1. It breaks layers. By using Zlif you tightly interact with the layering in the communication
i.e. if we see the following layers:

tcp - encryption - decompression - presentation (charencoding) - commands

commands interact with something below presentation layer.

Bu tthats only reason why it may be problematic with some impelmentations.. e.g. like if using nonblocking IO this becomes harder to handle than with blocking IO.

2. ZLIF is not completely specified. ZLib is not ZLib... as in there is more than one RFC describing this kind of compression.
Especially the way data is flushed is not clear in the specification of ZLIF.

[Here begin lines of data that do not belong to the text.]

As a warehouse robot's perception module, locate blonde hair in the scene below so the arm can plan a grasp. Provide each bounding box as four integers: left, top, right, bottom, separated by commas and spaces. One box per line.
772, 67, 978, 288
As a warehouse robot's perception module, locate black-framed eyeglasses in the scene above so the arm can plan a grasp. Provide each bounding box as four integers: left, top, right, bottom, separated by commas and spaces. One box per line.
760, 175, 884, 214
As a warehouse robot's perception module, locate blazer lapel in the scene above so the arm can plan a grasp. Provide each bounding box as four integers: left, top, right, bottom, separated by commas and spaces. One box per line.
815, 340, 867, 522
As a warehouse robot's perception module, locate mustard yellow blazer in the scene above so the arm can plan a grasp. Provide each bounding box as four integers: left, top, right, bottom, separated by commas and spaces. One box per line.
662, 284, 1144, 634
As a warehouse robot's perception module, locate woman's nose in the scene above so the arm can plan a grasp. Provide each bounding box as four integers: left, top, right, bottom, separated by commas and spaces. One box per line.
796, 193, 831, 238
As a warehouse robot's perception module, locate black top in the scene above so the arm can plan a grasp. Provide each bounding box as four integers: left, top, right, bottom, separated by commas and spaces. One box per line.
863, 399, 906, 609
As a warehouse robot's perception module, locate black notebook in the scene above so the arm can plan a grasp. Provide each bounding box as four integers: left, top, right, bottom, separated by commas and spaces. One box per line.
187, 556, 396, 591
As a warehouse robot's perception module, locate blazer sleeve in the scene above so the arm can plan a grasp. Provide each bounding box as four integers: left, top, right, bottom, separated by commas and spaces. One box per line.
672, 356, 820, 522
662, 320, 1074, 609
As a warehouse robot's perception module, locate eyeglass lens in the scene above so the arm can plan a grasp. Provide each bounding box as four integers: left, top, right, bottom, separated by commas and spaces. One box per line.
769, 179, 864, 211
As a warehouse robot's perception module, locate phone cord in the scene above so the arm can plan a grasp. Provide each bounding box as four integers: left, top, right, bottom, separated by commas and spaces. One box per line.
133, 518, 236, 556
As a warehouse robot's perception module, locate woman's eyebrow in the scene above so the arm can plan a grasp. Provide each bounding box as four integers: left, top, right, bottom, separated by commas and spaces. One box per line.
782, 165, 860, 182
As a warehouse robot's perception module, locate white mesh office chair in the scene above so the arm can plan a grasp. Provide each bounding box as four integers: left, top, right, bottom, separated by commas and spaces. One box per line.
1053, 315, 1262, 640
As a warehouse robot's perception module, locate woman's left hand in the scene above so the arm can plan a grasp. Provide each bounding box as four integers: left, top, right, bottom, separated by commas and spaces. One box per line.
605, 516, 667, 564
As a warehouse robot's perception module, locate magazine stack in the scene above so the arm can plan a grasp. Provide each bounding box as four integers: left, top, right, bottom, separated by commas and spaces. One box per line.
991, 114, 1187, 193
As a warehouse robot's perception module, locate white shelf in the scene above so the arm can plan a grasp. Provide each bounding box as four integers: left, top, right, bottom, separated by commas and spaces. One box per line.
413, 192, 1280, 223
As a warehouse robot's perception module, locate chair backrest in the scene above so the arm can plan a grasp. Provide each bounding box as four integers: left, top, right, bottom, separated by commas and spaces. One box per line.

Re: Whatever happened to ZLIF?

Posted: 16 May 2011, 12:40
by iceman50
Quicksilver wrote:2. ZLIF is not completely specified. ZLib is not ZLib... as in there is more than one RFC describing this kind of compression.
well from looking at the wiki word for word and maybe it's justme but this looked awfully straight forward to me ...
ADC Extensions wiki wrote:must start decompressing the incoming stream of data with zlib before interpreting it
...

but on your first criticism ... well most clients out there are a mod of DC++ which already had the majority of the work done, so I won't accept that as an excuse (although in your case with jucy it's understandable since you don't use any kind of DC++ core whatsoever)

Re: Whatever happened to ZLIF?

Posted: 17 May 2011, 22:23
by Quicksilver
Yes in that respect I am one of the few depending on the specification to be correct... otherwise I have to reverseengineer DC++.

ZLIB knows several different flushing modes
good website explaining it is: http://www.bolet.org/~pornin/deflate-flush-fr.html

Being a bit more precise in the spec could help there.

I just find it ugly to implement ZLIB as it forces me to break my layering and gets me closer to a big ball of mud architecture.
If you would just compresss everything or nothing at least this layering wouldn't be a problem .. though this would of course cost more memory per user for the hub.


Also there is little incentive: Jucy is so seldom in hubs that it doesn't make a difference.

Re: Whatever happened to ZLIF?

Posted: 21 May 2011, 10:03
by arnetheduck
Thanks for the pointer to the flush modes - I remember toying with them but never came to any conclusion.

As far as I can tell, we don't really *need* to specify an explicit flush mode - we need to specify that the sender must flush in such a way that the receiver can decode the full message and that can be done with either a sync, partial or full flush (much like is described for TLS/openSSL). That said, I'd probably go for the sync flush if anything...and we don't really need to flush at the end of each command either - if we're sending 10 commands together only the last needs to be flushed.

I'm not sure how you want things to work without breaking layers? What we're doing is renegotiating the transport layer after a connection has been established - as does http (for compression) and as the ssl spec recommends (but we don't do to better resemble https)...it's a clean cut - we turn it on and off but that's all - implementation wise you just apply an extra filter in the byte stream layer or remove it ...

I would tend to agree that we should not name zlib in the spec - but it's an easy way out and other implementations (than c/c++) maintain zlib compatibility afaik - if you want to put down more precise, vendor-independent language I'm all for.